A BRITISH man has been found with a tapeworm living in his BRAIN for FOUR YEARS, baffled
doctors have revealed.

Brain scans of the 50 year old victim Chinese medicine may be the reason why the parasite had managed to crawl inside the man's brain, and travel 5cm from the right side to the left.


The rare 1cm-long worm, which has never been found before in the UK, left the 50-year-old man
with headaches, seizures, altered smell ability, memory flashbacks and problems, plus increasing
pain on his right-hand side.
Clueless as to what was wrong with him, doctors tested him for tuberculosis, lime disease, syphilis
and even HIV, after MRI scans showed lesions in his brain.
It wasn't until scientists at St Thomas' Hospital in London took a biopsy of his brain that they finally
diagnosed his affliction.
Dr Effrossyni Gkrania-Klotsas, study author from the department of infectious disease at Addenbrooke's Hospital in Cambridge, said: "We did not expect to see an infection of this kind in
the UK, but global travel means that unfamiliar parasites do sometimes appear."

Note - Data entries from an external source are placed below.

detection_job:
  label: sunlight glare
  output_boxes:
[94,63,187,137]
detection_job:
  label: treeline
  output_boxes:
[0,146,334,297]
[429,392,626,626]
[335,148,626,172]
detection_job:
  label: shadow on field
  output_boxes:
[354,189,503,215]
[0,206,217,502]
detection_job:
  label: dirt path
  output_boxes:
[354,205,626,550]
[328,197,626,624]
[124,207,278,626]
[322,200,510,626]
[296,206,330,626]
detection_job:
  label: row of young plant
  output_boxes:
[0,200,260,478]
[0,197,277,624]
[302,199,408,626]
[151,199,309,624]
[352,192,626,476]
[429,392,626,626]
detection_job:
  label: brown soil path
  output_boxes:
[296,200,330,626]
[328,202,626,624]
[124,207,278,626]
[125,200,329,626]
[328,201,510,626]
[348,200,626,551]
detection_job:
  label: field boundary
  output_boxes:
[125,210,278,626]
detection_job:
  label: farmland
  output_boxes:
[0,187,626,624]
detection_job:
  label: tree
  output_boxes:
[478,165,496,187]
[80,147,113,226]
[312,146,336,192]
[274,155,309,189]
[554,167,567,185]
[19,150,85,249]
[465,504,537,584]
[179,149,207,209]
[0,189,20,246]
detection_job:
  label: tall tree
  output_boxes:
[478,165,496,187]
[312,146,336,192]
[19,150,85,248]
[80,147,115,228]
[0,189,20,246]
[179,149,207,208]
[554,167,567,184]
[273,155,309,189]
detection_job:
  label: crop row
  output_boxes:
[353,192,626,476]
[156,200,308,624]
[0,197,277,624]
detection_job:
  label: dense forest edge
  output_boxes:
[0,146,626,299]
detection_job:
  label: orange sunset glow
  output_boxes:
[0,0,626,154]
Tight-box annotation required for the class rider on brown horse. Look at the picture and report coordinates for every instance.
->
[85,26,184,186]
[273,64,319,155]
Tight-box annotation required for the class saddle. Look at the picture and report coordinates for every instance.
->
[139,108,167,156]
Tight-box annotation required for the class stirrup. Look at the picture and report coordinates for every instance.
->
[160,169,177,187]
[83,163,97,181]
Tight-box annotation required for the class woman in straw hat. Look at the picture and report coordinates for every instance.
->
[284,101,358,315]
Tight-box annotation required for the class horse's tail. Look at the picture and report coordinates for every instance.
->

Only 300 of the parasites have been found over the last 60 years, with most discovered in South East
Asia, China and Japan. It is believed it can be caught by eating infected food or via a Chinese medical remedy for sore eyes that includes raw frog.

The team which examined the worm, led by Dr Hayley Bennett, from the Wellcome Trust Sanger Institute, said the victim was from a Chinese background and had lived in the UK for 20 years but visited China often.

As well as the Chinese medicine risk, it is also believed to be transmitted by eating infected crustaceans from lakes or eating raw meat from reptiles and amphibians, they said. The patient is now well and scientists believe that by gene-mapping the worm, new treatments can be found for tapeworm infections.